TimServers opened a new issue, #12920:
URL: https://github.com/apache/cloudstack/issues/12920

   ### problem
   
   ##### ISSUE TYPE
   
   * Bug Report
   
   ##### COMPONENT NAME
   
   KVM, Orchestration, HA
   
   ##### CLOUDSTACK VERSION
   
   4.22.x
   
   ##### CONFIGURATION
   
   - KVM hypervisor
   - Shared primary storage on NFS
   - HA-enabled user VM
   - sync.interval = 60
   - no ha.tag configured
   - tested with an HA-enabled VM deployed on a healthy KVM host
   - multiple management servers in the zone/cluster
   
   ##### OS / ENVIRONMENT
   
   - CloudStack management servers on Ubuntu 24.04
   - MySQL 8
   - KVM hosts on Linux/libvirt
   - Primary storage: NFS
   
   ##### SUMMARY
   
   On CloudStack 4.22.x, if a KVM VM is stopped unexpectedly on the hypervisor 
using `virsh destroy`, CloudStack detects `PowerReportMissing`, waits for the 
grace period, and schedules HA restart work. However, the HA worker then fails 
to restart the VM because `KVMInvestigator` reports the VM as alive (`alive? 

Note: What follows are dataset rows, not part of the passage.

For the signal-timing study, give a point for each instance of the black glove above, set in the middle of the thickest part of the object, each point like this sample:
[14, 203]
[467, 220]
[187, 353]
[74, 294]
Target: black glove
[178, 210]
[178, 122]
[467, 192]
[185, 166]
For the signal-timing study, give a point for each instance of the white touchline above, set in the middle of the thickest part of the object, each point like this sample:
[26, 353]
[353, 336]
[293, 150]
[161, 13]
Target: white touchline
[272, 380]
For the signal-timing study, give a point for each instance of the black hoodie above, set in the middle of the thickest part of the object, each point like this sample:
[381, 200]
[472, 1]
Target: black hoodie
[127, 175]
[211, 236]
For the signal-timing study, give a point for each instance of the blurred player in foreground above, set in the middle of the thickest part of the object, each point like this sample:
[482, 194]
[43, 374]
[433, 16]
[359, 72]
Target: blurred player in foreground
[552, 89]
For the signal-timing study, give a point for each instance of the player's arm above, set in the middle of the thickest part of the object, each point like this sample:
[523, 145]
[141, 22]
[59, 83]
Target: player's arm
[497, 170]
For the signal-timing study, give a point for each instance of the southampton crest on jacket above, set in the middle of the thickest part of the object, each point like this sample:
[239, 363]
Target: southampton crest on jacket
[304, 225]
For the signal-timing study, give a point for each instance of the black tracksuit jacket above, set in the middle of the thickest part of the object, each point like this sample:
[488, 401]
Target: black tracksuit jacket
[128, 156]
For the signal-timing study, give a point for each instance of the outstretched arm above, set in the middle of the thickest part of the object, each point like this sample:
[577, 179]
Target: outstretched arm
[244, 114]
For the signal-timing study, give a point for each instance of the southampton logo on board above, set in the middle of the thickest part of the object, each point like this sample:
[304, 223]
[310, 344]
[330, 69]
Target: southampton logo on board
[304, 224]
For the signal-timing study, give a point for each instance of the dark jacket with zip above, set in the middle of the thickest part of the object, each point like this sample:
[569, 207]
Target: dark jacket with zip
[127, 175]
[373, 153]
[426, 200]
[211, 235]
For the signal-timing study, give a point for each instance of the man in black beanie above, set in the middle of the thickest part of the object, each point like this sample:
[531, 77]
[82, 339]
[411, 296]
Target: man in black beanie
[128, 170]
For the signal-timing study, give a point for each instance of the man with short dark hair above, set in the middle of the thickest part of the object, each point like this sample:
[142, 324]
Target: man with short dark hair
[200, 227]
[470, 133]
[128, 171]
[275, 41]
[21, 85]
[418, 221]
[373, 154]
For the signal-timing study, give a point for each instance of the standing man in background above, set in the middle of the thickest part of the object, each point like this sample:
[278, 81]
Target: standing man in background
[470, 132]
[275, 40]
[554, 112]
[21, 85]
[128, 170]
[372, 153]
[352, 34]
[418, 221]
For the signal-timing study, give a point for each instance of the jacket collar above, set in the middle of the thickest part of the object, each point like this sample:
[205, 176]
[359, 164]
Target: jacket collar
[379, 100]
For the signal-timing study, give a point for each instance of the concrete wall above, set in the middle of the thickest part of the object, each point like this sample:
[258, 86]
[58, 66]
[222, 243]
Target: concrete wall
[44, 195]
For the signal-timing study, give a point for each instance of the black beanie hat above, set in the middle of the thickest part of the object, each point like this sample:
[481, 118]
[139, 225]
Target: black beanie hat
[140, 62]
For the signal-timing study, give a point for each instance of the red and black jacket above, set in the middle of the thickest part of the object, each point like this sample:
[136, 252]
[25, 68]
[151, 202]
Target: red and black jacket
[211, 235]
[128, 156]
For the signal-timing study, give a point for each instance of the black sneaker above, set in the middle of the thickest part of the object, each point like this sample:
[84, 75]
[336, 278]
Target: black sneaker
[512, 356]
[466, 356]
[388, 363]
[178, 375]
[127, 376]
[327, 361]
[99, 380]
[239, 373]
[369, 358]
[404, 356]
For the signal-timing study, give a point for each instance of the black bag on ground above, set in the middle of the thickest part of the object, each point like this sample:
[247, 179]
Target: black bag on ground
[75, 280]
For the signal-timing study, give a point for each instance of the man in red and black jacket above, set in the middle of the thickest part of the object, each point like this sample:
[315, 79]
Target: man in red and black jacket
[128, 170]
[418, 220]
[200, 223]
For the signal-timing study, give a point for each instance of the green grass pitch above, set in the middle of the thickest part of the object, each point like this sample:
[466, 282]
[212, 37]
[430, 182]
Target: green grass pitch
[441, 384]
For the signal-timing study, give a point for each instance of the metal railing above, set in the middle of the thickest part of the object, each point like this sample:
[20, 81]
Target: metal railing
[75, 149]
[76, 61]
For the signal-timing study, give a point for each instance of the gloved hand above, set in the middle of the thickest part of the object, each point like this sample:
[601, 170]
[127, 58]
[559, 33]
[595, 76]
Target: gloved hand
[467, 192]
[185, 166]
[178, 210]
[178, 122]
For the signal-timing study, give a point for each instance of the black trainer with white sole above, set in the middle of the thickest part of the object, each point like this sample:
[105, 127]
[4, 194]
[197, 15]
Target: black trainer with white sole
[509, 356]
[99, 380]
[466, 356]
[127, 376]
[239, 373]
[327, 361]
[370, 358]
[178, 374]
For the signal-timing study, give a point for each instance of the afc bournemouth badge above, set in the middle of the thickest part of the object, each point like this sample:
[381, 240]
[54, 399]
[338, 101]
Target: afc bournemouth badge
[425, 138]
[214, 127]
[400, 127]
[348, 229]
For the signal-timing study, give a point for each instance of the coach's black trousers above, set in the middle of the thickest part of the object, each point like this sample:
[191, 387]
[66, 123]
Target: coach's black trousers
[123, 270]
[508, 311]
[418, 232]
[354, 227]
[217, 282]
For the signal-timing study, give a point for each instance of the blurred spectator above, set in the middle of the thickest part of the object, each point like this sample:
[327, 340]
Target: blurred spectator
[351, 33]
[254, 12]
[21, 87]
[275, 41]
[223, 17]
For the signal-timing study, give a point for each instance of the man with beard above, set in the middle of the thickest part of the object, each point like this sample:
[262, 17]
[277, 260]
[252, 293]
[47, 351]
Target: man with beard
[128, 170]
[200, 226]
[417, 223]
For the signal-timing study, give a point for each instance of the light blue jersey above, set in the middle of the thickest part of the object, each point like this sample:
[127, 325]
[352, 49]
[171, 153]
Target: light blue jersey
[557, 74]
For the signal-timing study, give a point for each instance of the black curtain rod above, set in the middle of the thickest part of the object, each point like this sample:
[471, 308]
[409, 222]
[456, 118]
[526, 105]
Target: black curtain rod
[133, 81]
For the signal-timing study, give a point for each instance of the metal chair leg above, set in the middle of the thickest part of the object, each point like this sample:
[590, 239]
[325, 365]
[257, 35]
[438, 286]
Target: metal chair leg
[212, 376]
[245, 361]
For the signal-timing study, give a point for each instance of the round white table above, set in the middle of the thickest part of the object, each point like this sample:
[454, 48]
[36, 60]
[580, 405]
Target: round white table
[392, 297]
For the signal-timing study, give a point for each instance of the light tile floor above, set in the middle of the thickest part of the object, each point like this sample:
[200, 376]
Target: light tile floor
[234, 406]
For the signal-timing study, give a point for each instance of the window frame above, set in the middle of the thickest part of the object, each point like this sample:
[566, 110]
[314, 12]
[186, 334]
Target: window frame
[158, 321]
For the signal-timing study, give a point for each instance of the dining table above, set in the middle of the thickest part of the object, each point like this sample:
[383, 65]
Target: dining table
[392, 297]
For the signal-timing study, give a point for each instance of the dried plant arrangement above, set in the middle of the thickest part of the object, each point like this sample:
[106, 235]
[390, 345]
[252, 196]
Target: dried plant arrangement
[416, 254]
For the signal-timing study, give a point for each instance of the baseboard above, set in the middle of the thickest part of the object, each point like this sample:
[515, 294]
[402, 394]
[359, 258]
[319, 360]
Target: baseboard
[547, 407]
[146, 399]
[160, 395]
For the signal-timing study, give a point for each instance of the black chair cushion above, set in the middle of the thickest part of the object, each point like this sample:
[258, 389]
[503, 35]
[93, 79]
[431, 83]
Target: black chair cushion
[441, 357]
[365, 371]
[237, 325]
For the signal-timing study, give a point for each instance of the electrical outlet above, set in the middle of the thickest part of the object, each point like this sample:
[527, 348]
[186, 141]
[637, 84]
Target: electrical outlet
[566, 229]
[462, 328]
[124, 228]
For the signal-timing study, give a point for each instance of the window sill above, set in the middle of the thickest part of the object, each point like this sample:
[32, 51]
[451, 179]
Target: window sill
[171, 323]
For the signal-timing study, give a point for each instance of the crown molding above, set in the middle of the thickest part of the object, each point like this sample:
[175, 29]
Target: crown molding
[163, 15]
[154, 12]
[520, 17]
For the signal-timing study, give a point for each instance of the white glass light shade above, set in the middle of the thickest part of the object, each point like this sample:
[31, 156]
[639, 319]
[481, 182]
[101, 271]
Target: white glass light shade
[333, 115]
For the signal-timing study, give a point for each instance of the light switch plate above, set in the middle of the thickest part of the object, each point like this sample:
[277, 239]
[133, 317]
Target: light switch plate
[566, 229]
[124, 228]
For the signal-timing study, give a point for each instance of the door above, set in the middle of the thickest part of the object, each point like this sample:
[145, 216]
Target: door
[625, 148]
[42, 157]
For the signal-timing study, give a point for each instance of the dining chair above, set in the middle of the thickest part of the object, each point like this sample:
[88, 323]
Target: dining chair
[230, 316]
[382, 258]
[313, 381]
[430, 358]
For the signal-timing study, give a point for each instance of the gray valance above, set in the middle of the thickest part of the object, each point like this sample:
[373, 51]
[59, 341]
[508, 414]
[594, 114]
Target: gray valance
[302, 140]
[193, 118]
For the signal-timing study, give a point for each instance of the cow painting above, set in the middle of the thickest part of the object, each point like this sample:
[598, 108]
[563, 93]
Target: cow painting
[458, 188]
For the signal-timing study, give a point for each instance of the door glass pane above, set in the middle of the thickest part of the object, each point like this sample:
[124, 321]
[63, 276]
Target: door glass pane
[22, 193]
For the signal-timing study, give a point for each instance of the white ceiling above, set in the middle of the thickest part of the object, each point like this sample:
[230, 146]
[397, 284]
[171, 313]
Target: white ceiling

true`) while the host is still up.
   
   As a result:
   - the VM remains in `Running` state in CloudStack/UI
   - the VM is not transitioned to `Stopped`
   - HA does not restart it
   - the same HA scheduling/investigation loop repeats on subsequent sync cycles
   
   This appears related to #10406 / #10407, which were intended to fix cases 
where VMs were not moving to `Stopped` when `PowerReportMissing` is processed.
   
   ##### EXPECTED RESULTS
   
   After the grace period passes, CloudStack should process 
`PowerReportMissing`, transition the VM to `Stopped`, and, because HA is 
enabled, restart the VM automatically.
   
   Expected behavior for this test case:
   
   1. `virsh destroy <domain>` removes the libvirt domain.
   2. CloudStack detects the VM as missing.
   3. After the graceful period expires, CloudStack updates the VM power report 
to `PowerReportMissing`.
   4. CloudStack transitions the VM state from `Running` to `Stopped`.
   5. HA schedules a restart for the VM.
   6. The VM is restarted automatically on an eligible host.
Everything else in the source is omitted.